The storm of criticism that was unleashed upon Luxembourg by the so-called LuxLeaks papers late on Wednesday evening shows no sign of abating. But the government has responded by saying that the anticipatory tax deals unveiled by the leaked documents--obtained illegally from financial services Big Four company PricewaterhouseCoopers--complied with Luxembourg and European law and current international standards.
Finance minister Pierre Gramegna said that such deals could only exist with the compliance of other countries. “The problem is an international one,” he said on Thursday morning, flanked by prime minister Xavier Bettel, minister of the economy Etienne Schneider and justice minister Felix Braz--the four crusaders of the Gambia coalition government, as pictured on the cover of Delano sister publication Paperjam released the same day.
But, Gramegna also said that the current government was not in favour of tax optimization. Speaking later in Brussels as he arrived for the Ecofin meeting of EU finance and economy ministers, he said, “What is legal today might no longer be desirable or meet with our ethical standards.

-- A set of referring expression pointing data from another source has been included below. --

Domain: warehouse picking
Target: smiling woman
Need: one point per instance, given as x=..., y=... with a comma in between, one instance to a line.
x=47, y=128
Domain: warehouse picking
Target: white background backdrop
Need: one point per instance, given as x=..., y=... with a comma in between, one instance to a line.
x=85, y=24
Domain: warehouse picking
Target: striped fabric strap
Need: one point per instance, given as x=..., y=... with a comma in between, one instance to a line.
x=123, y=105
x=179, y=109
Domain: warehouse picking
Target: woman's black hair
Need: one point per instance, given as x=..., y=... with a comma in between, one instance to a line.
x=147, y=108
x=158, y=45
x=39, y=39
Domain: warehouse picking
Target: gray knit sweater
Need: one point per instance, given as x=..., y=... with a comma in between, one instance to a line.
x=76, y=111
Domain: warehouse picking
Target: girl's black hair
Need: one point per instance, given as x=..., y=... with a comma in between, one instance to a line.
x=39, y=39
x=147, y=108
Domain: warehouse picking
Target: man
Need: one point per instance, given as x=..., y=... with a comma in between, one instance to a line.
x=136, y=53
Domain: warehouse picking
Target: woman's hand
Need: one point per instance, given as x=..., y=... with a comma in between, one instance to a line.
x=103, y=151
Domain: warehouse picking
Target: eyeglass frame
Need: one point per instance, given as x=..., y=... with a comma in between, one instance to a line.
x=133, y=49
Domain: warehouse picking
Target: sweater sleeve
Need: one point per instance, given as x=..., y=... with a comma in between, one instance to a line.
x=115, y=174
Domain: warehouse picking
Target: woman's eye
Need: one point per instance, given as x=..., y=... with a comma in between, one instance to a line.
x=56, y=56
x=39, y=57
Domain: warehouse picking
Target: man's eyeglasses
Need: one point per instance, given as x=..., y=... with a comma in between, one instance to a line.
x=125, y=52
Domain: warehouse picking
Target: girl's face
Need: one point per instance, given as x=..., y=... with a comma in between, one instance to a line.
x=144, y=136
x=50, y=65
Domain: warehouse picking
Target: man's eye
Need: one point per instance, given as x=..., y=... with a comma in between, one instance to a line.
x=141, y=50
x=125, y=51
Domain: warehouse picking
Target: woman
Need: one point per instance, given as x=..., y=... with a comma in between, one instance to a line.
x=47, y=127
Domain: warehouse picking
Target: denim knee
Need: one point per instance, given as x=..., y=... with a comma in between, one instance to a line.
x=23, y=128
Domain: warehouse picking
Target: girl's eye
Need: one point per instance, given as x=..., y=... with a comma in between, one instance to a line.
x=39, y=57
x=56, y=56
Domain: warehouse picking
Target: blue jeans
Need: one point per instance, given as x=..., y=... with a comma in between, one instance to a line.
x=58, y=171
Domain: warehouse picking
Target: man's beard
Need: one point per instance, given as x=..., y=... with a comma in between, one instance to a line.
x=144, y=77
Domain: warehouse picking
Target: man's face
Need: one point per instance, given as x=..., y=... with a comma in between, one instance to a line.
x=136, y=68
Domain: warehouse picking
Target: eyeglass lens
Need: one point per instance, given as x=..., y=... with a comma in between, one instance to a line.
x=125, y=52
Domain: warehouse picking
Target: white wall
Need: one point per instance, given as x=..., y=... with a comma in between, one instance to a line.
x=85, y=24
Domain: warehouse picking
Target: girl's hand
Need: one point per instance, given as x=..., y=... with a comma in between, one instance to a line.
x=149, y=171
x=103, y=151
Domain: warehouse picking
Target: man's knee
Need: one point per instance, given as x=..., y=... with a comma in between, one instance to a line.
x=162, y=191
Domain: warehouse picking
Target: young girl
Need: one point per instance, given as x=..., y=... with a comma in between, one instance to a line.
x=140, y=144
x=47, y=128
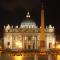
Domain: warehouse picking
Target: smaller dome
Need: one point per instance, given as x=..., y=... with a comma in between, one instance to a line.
x=28, y=23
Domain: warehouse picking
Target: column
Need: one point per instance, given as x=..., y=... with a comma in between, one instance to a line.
x=23, y=41
x=35, y=57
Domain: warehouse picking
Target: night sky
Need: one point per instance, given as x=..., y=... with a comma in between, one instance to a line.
x=14, y=11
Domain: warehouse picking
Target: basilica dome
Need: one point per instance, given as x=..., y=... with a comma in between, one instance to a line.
x=28, y=22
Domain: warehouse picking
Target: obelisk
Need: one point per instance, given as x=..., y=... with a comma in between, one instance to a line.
x=42, y=32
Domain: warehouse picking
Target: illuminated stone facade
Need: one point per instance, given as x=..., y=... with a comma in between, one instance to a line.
x=27, y=35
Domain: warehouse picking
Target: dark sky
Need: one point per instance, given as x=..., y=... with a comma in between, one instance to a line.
x=13, y=12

This is an untenable situation for us and our citizens in Europe, who have to pay taxes while some companies pay so little."

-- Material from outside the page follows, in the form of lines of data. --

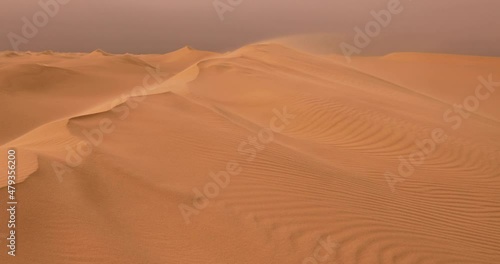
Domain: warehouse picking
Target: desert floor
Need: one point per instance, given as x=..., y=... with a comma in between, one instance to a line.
x=265, y=154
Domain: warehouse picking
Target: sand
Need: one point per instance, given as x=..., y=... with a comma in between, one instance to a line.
x=306, y=148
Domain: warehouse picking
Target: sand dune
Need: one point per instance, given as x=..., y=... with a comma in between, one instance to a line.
x=313, y=139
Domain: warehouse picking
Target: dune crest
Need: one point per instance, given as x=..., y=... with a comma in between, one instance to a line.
x=103, y=170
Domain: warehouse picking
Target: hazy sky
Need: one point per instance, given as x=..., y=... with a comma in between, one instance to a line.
x=159, y=26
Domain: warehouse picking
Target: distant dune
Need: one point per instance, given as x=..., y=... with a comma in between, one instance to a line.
x=313, y=137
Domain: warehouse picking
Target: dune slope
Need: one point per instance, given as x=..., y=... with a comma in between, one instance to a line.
x=261, y=155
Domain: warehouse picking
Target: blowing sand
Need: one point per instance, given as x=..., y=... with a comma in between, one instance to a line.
x=261, y=155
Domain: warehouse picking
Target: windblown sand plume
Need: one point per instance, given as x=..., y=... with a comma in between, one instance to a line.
x=265, y=154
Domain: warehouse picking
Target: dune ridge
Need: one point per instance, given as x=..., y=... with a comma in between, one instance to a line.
x=321, y=175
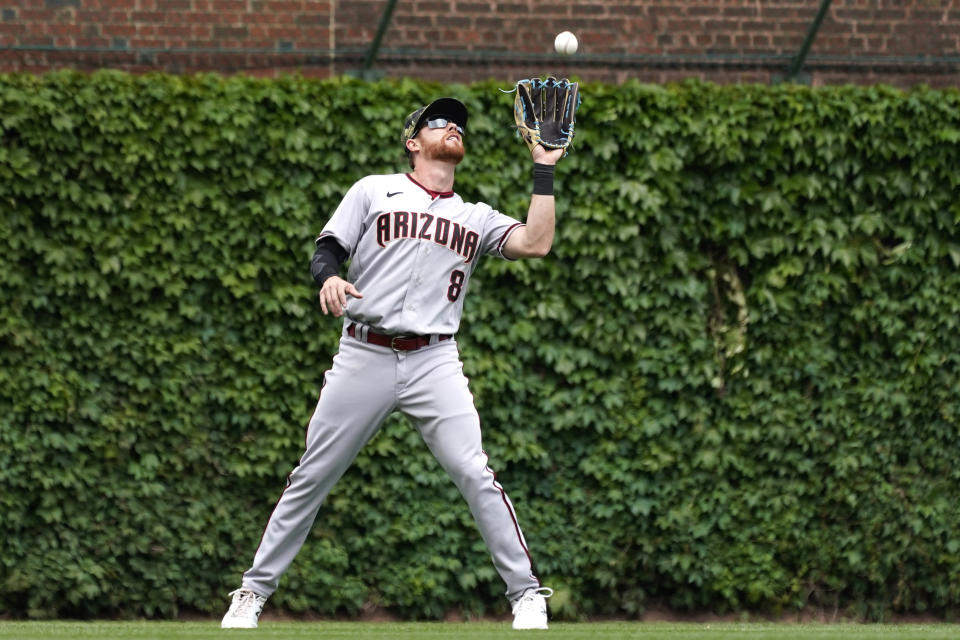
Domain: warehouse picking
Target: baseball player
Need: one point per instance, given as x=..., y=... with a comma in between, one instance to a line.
x=413, y=245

Luxembourg has pledged to cooperate with the EU commission on "specific cases." Luxembourg will also be among the first countries to transpose EU directives relating to taxation and to support OECD initiatives to tackle tax avoidance. “We are not thrilled by the image of Luxembourg in the media,” said prime minister Xavier Bettel. “It is up to us to demonstrate the efforts we have made over the last few years, and which will continue.”
But in an interview with the Süddeutsche Zeitung in Germany Bettel said that he did not understand accusations of unfair taxation. “If my neighbour is in debt and therefore raises taxes, I can’t also raise my taxes just to ensure my neighbour feels better.”
Meanwhile, international pressure began to mount on freshly installed president of the EU Commission Jean-Claude Juncker, who was prime minister of Luxembourg during those years covered by the LuxLeaks documents. Formally appointed just last Saturday, 1 November, Juncker has so far failed to comment on the leaked documents story or on his own position as president of the Commission investigating allegations of tax rulings that could be construed as state aid from Luxembourg to Amazon and Fiat.
In reply to a question about how Juncker had reacted to Thursday’s LuxLeaks story making headlines around the world, Commission spokesman Margaritis Schinas said on Thursday morning that his boss was “serene about it.”